Sul finire del XIX secolo il compositore russo Čajkovskij diede vita a Il lago dei cigni, un balletto destinato a prendersi la scena nelle sale di tutto il mondo. Un centinaio di anni più tardi, un altro cigno, altrettanto candido ed elegante, portò quel balletto al suo massimo splendore decidendo di danzare con un pallone. Il suo palcoscenico non era in legno massello, ma in erba. Il suo pubblico non reggeva un binocolo da teatro, ma sciarpe e bandiere. Questa è la storia di Marco van Basten, il Cigno di Utrecht.

Impossibile non aver mai sentito parlare di van Basten, campione d’Europa con l’Olanda nel 1988 e colonna portante del Milan degli olandesi. Oggi, però, cercheremo di raccontarvi meglio chi è stato veramente, cosa c’è stato dietro ad ogni suo successo e ad ogni sua disgrazia.

van Basten, come Johan

Non sappiamo con certezza chi scriva le nostre storie dall’alto. Sappiamo, però, che alcune sono davvero studiate nei minimi particolari. Quella di van Basten ha inizio allo Stadion De Meer di Amsterdam nell’aprile 1982, e non poteva esserci incipit migliore…

C’era una volta un ragazzo di soli 17 anni e mezzo, pronto ad esordire nel calcio professionistico con la maglia dell’Ajax. In quel match di Eredivisie, i lancieri ospitano il NEC Nijmegen, avversario alla portata, tant’è che all’intervallo il risultato è già 2-0. La partita si è messa sui giusti binari e il titolo di campione dei Paesi Bassi è in tasca già da un pezzo, quale miglior momento per lanciare nella mischia qualche giovane?

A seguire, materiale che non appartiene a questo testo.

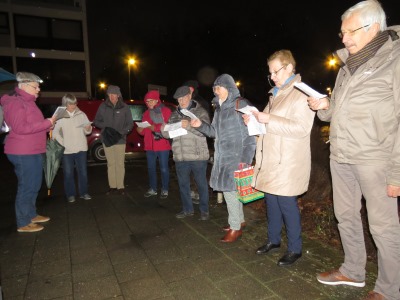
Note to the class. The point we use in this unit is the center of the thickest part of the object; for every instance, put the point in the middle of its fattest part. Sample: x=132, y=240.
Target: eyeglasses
x=351, y=32
x=276, y=72
x=32, y=86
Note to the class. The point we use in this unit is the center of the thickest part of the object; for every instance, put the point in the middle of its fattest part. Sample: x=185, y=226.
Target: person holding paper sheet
x=283, y=157
x=154, y=144
x=233, y=147
x=364, y=112
x=190, y=153
x=25, y=146
x=115, y=119
x=71, y=133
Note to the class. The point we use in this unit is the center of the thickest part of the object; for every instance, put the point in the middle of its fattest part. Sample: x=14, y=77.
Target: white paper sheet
x=177, y=132
x=60, y=112
x=308, y=90
x=173, y=126
x=189, y=114
x=254, y=127
x=84, y=125
x=144, y=124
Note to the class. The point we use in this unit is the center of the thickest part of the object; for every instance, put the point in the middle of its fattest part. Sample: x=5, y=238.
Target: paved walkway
x=131, y=247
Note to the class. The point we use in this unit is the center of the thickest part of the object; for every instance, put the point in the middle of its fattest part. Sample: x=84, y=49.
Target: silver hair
x=68, y=99
x=370, y=12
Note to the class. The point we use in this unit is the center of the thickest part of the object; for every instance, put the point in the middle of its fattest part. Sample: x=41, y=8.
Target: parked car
x=134, y=141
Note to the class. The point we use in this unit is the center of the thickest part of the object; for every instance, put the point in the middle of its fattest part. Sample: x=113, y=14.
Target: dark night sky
x=174, y=42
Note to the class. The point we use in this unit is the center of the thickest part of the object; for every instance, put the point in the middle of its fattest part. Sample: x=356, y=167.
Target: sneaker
x=184, y=214
x=336, y=278
x=150, y=193
x=204, y=216
x=32, y=227
x=86, y=197
x=40, y=219
x=111, y=191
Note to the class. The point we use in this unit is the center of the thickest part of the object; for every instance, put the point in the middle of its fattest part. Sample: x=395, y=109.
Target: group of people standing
x=364, y=112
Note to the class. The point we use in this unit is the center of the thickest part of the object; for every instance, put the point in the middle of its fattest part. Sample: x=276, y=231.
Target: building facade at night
x=48, y=38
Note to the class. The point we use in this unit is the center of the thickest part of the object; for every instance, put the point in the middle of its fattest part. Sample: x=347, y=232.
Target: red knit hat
x=152, y=95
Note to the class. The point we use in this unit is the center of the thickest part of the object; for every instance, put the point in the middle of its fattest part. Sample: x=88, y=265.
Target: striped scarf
x=366, y=53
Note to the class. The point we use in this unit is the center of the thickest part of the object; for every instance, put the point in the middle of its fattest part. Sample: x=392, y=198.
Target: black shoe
x=288, y=259
x=267, y=248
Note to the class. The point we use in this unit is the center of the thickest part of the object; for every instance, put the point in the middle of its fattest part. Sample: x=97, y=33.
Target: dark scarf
x=156, y=114
x=366, y=53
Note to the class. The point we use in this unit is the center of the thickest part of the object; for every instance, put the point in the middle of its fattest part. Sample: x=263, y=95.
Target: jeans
x=29, y=171
x=284, y=209
x=70, y=161
x=163, y=157
x=115, y=165
x=199, y=169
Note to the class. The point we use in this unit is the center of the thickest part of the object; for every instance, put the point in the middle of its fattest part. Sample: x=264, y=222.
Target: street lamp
x=131, y=62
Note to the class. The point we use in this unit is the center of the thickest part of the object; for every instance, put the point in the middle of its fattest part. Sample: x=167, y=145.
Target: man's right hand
x=195, y=123
x=317, y=104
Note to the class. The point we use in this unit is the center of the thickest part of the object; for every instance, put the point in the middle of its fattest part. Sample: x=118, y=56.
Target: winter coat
x=27, y=125
x=364, y=111
x=118, y=117
x=150, y=143
x=192, y=146
x=283, y=156
x=232, y=144
x=70, y=133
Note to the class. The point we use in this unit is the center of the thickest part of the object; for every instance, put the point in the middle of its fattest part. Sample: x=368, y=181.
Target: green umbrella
x=52, y=161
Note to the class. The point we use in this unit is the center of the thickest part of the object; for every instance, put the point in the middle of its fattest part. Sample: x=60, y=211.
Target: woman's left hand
x=261, y=117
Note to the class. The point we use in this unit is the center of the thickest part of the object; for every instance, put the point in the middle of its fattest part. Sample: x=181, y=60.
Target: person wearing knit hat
x=114, y=118
x=190, y=154
x=25, y=146
x=233, y=147
x=155, y=145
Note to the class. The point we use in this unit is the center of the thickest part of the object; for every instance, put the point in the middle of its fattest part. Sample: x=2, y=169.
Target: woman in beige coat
x=283, y=157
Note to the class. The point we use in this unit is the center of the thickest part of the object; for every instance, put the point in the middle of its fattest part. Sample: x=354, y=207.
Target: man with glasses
x=25, y=146
x=364, y=112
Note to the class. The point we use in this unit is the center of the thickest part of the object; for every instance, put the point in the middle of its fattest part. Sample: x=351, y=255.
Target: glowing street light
x=131, y=62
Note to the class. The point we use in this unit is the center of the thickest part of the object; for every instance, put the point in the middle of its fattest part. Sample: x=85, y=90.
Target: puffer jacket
x=193, y=145
x=232, y=144
x=118, y=117
x=70, y=133
x=27, y=125
x=283, y=156
x=364, y=111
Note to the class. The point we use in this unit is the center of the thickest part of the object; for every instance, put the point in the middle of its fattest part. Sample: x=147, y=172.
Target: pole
x=129, y=80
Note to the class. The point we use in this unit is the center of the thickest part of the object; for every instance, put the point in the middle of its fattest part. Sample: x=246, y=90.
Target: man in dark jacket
x=190, y=152
x=114, y=116
x=233, y=146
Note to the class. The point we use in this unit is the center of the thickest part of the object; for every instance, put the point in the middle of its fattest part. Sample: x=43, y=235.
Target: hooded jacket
x=118, y=117
x=150, y=143
x=27, y=125
x=283, y=158
x=232, y=144
x=70, y=133
x=364, y=111
x=193, y=145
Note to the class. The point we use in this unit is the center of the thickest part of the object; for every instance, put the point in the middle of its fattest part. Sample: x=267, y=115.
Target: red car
x=134, y=141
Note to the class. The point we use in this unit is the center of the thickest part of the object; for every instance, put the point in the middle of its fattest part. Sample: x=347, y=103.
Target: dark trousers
x=282, y=209
x=29, y=171
x=199, y=169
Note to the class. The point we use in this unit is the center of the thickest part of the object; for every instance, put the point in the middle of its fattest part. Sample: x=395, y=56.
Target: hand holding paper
x=308, y=90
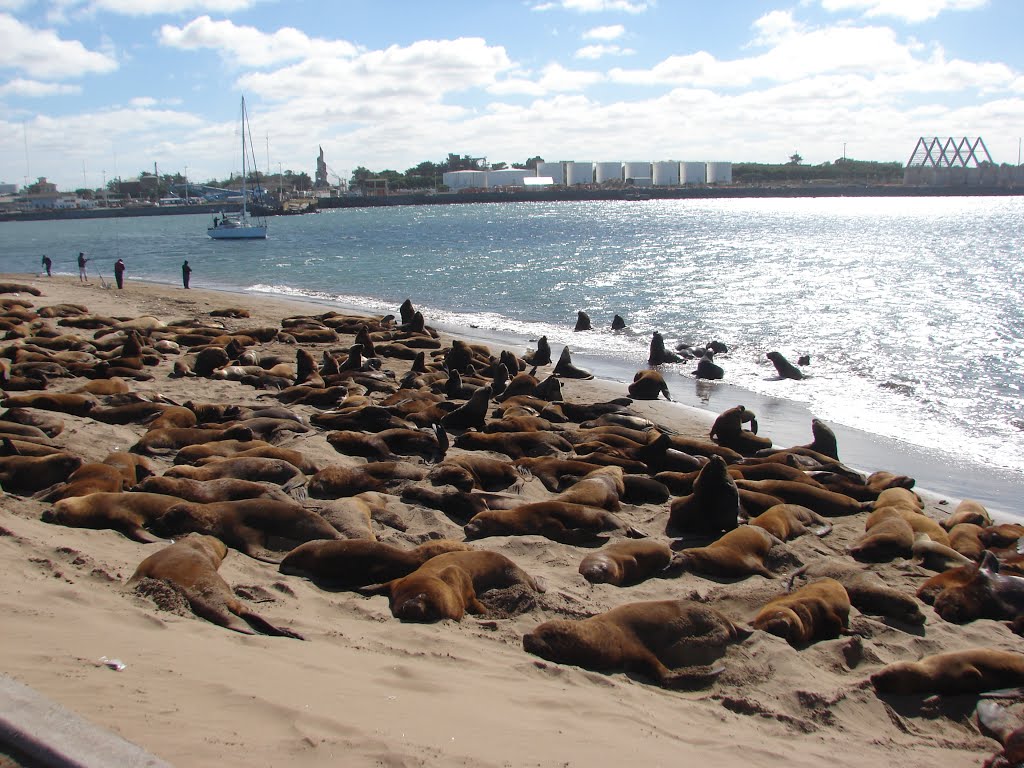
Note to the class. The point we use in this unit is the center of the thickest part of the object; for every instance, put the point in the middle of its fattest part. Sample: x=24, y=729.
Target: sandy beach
x=365, y=688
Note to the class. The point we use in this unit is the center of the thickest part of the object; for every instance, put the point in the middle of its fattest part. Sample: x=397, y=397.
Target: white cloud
x=907, y=10
x=597, y=51
x=610, y=32
x=248, y=46
x=36, y=89
x=41, y=53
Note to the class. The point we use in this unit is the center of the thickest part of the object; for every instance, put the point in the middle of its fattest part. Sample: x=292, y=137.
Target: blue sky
x=93, y=88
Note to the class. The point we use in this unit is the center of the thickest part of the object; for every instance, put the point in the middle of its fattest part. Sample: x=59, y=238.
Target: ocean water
x=910, y=309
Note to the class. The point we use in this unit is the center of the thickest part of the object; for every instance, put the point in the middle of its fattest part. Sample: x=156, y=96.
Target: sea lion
x=190, y=565
x=783, y=368
x=737, y=554
x=627, y=562
x=958, y=672
x=448, y=586
x=560, y=521
x=126, y=513
x=647, y=385
x=566, y=370
x=787, y=521
x=866, y=590
x=653, y=638
x=819, y=610
x=249, y=525
x=358, y=562
x=712, y=508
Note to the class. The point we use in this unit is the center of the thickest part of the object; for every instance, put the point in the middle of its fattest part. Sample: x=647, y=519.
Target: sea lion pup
x=712, y=508
x=787, y=521
x=728, y=430
x=819, y=610
x=472, y=414
x=359, y=562
x=866, y=590
x=737, y=554
x=968, y=511
x=249, y=525
x=653, y=638
x=24, y=475
x=566, y=370
x=647, y=385
x=627, y=562
x=190, y=565
x=208, y=492
x=73, y=404
x=560, y=521
x=448, y=586
x=958, y=672
x=126, y=513
x=169, y=439
x=783, y=368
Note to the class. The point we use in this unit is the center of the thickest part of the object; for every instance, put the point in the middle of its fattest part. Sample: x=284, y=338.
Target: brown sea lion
x=359, y=562
x=819, y=610
x=654, y=639
x=249, y=525
x=127, y=513
x=190, y=565
x=737, y=554
x=626, y=562
x=958, y=672
x=787, y=521
x=712, y=508
x=560, y=521
x=866, y=590
x=448, y=586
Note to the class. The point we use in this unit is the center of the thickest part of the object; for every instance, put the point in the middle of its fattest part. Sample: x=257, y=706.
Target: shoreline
x=366, y=688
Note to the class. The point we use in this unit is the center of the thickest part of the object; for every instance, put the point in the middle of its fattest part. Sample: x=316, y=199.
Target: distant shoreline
x=561, y=195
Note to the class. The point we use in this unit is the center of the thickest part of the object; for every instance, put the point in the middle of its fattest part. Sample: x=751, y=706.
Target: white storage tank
x=608, y=172
x=720, y=173
x=579, y=173
x=666, y=173
x=692, y=173
x=637, y=171
x=554, y=170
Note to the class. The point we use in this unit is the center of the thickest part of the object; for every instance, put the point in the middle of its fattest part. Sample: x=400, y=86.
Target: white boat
x=240, y=225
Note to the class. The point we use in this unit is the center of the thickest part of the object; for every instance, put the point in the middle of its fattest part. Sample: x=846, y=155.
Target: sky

Marco van Basten prende il posto di Johan Cruijff, non uno qualunque, bensì una leggenda del club e della nazionale. Per sua fortuna l’emozione non cancella il fiuto del gol, quello che lo aveva portato fin lì: bastano 12 minuti e Marco trova il gol, incornando il pallone giusto sugli sviluppi di un piazzato dalla trequarti campo. È il biglietto da visita di un talento che gli amanti del calcio impareranno a conoscere meglio nelle stagioni successive. La partita finisce 5-0 in favore dell’Ajax. Tutto così perfetto che il destino, o chi per lui, sembra dirgli: “ragazzo, tu sei un predestinato“.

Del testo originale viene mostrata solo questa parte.